È di nuovo in Italia, proprio con l'astro norvegese del sax Jan Garbarek, profeta di quello che qualcuno definisce ambient jazz. Prima a Stresa (20 luglio), poi al Ravello Festival (21) con il tastierista tedesco Rainer Brüninghaus e il bassista brasiliano Yuri Daniel. A prendersi gli applausi di un pubblico con il quale «esiste un feeling particolare. Gli italiani capiscono e apprezzano il nostro approccio al jazz. Ci si intende. Tutto qui».

Anche la vostra intesa sul palco suona molto particolare. Esiste un metodo di lavoro Garbarek-Gurtu?
Se esiste, è più facile metterlo in pratica che raccontarlo.

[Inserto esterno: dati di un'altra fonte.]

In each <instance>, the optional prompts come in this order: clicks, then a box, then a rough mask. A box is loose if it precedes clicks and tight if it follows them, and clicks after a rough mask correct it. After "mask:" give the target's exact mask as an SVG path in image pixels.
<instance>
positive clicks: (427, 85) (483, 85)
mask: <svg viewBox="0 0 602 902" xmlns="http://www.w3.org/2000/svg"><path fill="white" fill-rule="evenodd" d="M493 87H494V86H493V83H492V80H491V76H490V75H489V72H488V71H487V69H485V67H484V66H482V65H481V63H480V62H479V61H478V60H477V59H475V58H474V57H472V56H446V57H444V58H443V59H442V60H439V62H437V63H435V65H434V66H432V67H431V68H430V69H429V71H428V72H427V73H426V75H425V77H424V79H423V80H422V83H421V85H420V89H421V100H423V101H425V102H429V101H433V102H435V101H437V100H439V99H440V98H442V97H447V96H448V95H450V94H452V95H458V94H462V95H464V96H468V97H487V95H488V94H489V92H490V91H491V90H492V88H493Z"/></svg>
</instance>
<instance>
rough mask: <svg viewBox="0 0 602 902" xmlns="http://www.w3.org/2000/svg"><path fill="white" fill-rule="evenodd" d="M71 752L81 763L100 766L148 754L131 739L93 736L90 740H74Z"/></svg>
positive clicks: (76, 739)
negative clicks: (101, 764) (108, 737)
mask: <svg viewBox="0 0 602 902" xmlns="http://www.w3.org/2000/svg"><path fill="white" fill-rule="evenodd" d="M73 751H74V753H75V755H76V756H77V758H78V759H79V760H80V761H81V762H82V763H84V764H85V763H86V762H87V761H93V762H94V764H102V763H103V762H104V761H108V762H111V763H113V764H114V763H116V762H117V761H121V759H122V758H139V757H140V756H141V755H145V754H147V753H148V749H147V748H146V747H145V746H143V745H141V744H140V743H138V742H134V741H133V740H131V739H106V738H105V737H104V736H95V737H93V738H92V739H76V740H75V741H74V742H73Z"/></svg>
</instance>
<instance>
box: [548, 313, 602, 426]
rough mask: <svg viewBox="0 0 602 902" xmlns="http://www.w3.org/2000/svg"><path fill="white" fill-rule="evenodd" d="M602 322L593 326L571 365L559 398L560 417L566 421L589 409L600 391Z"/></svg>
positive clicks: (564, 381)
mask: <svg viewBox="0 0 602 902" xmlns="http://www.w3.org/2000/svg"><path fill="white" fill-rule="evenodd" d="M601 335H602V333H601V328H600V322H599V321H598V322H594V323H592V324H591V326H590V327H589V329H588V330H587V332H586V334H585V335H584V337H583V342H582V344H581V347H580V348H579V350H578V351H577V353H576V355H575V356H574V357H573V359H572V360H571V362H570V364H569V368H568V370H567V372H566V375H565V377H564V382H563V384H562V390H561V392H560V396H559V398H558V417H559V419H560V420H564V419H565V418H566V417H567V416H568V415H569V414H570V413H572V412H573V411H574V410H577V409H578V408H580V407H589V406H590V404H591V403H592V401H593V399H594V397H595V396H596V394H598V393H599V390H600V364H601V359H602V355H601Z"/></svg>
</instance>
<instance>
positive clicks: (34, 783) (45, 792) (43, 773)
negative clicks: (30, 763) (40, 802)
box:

Diciamo che si parte dai pezzi di Jan, ma un buon 90% di quello che si ascolta in platea è improvvisazione. L'ambizione nostra è non offrire mai lo stesso spettacolo per due sere di fila. Messa così, può sembrare anche una cosa poco originale perché il jazz è l'arte dell'improvvisazione. Ma è esattamente quello che ci sforziamo di far accadere.

L'etichetta che spesso si utilizza per descrivere questo approccio è ambient jazz. Ci si riconosce?
Non sento l'esigenza di utilizzare termini come ambient jazz, world music o quello che sia. Il punto di vista di un musicista che improvvisa è molto diverso da quello di chi scrive di musica. Solo se racconti, hai necessità di descrivere o di etichettare. Quanto a ciò che Jan e io facciamo, userei molto più semplicemente l'espressione: condividere esperienze. Come quando si cucina. Metti insieme spezie di Paesi lontani, provi a tirare fuori sapori diversi. Magari ti esce fuori la ricetta napoletana del pesce all'acqua pazza. Così è quando suoniamo. Ciascuno ha la sua esperienza. Jan ha uno straordinario senso per la melodia. Contano molto le sue origini scandinave. Brüninghaus alle tastiere ha una tecnica eccezionale. Daniel è brasiliano, quando suona il basso gli chiedo sempre di metterci dentro un po' di bossa nova, un po' di fado, un po' di cultura portoghese. A volte però mi risponde che a lui piace troppo il jazz.